Corll's victims were typically lured to a succession of addresses in which he resided between 1970 and 1973 with an offer of a party or a lift. They would then be restrained by either force or deception, and all were killed by either strangulation or shooting with a .22-caliber pistol. Corll and his accomplices buried 17 of their victims in a rented boat shed; four other victims were buried in woodland near Lake Sam Rayburn; one further victim was buried on a beach in Jefferson County; and at least six victims were buried on a beach on the Bolivar Peninsula.
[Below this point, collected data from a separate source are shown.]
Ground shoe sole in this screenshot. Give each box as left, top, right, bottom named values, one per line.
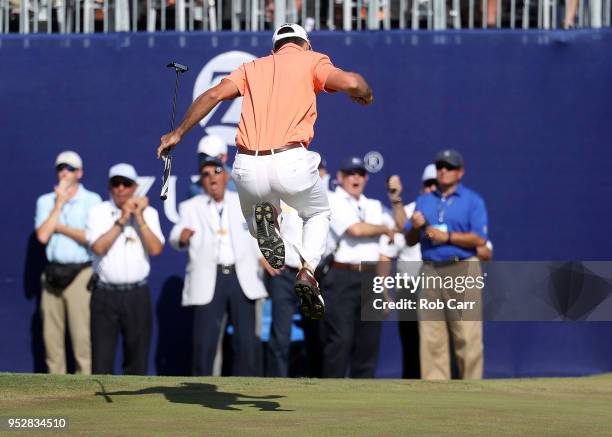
left=294, top=280, right=325, bottom=320
left=255, top=201, right=285, bottom=269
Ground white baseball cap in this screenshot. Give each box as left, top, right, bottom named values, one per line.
left=421, top=163, right=437, bottom=182
left=272, top=23, right=310, bottom=47
left=109, top=163, right=138, bottom=182
left=197, top=135, right=227, bottom=157
left=55, top=151, right=83, bottom=169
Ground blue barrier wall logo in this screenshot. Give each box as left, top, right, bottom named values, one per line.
left=193, top=51, right=256, bottom=147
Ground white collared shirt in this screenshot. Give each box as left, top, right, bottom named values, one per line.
left=379, top=201, right=422, bottom=262
left=208, top=198, right=235, bottom=265
left=86, top=200, right=165, bottom=284
left=328, top=186, right=390, bottom=264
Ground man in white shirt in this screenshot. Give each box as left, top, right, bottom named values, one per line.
left=321, top=156, right=396, bottom=378
left=86, top=163, right=165, bottom=375
left=170, top=157, right=268, bottom=376
left=380, top=163, right=437, bottom=378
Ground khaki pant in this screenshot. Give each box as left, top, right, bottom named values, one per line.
left=41, top=266, right=92, bottom=374
left=418, top=257, right=483, bottom=380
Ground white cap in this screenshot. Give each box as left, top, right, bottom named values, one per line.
left=197, top=135, right=227, bottom=157
left=109, top=163, right=138, bottom=182
left=421, top=163, right=437, bottom=182
left=272, top=23, right=309, bottom=47
left=55, top=151, right=83, bottom=169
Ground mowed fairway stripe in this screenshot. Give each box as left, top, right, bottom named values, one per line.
left=1, top=374, right=611, bottom=436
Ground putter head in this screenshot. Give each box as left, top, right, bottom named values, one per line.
left=167, top=62, right=189, bottom=73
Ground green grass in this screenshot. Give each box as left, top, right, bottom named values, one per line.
left=1, top=373, right=612, bottom=436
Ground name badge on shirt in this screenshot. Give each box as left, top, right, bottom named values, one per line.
left=431, top=223, right=448, bottom=245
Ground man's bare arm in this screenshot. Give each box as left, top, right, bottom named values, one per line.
left=346, top=222, right=393, bottom=239
left=325, top=70, right=373, bottom=105
left=55, top=224, right=88, bottom=245
left=157, top=79, right=240, bottom=158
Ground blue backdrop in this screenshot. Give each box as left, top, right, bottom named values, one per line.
left=1, top=29, right=612, bottom=377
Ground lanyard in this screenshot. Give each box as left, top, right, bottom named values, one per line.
left=346, top=195, right=366, bottom=221
left=437, top=195, right=454, bottom=224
Corll was also known as the Candy Man and the Pied Piper, because he and his family had owned and operated a candy factory in Houston Heights, and he had been known to give free candy to local children.
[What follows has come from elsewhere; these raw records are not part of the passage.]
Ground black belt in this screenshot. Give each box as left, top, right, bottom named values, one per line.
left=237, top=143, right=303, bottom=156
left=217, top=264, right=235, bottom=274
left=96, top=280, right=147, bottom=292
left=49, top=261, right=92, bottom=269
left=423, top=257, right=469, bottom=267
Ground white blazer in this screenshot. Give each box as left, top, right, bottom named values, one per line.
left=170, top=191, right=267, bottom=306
At the time of their discovery, the Houston Mass Murders were considered the worst example of serial murder in American history.

Between 1970 and 1973, Corll is known to have killed a minimum of 28 victims. All of his victims were males aged 13 to 20, the majority of whom were in their mid-teens. Most victims were abducted from Houston Heights, which was then a low-income neighborhood northwest of downtown Houston. With most abductions, he was assisted by one or both of his teenaged accomplices: Elmer Wayne Henley, and David Owen Brooks. Several victims were friends of either or both of Corll's accomplices; others were individuals with whom Corll had himself become acquainted prior to their abduction and murder and two other victims, Billy Baulch and Gregory Malley Winkle, were former employees of the Corll Candy Company.

Corll's victims were usually lured into one of two vehicles he owned, a Ford Econoline van or a Plymouth GTX, with an offer of a party or a lift, and then driven to his house. There, they were plied with alcohol or other drugs until they passed out, tricked into putting on handcuffs, or simply grabbed by force. They were then stripped naked and tied to either Corll's bed or, usually, a plywood torture board, which was regularly hung on a wall. Once manacled, the victims would be sexually assaulted, beaten, tortured and—sometimes after several days—killed by strangulation or shooting with a .22-caliber pistol. Their bodies were then tied in plastic sheeting and buried in any one of four places: a rented boat shed; a beach on the Bolivar Peninsula; a woodland near Lake Sam Rayburn (where Corll's family owned a lakeside log cabin); or a beach in Jefferson County.

In several instances, Corll forced his victims to either phone or write to their parents with explanations for their absences in an effort to allay the parents' fears for their sons' safety. Corll is also known to have retained keepsakes—usually keys—from his victims.

During the years in which he abducted and murdered young men, Corll often changed addresses. However, until he moved to Pasadena in the spring of 1973, he always lived in or close to Houston Heights.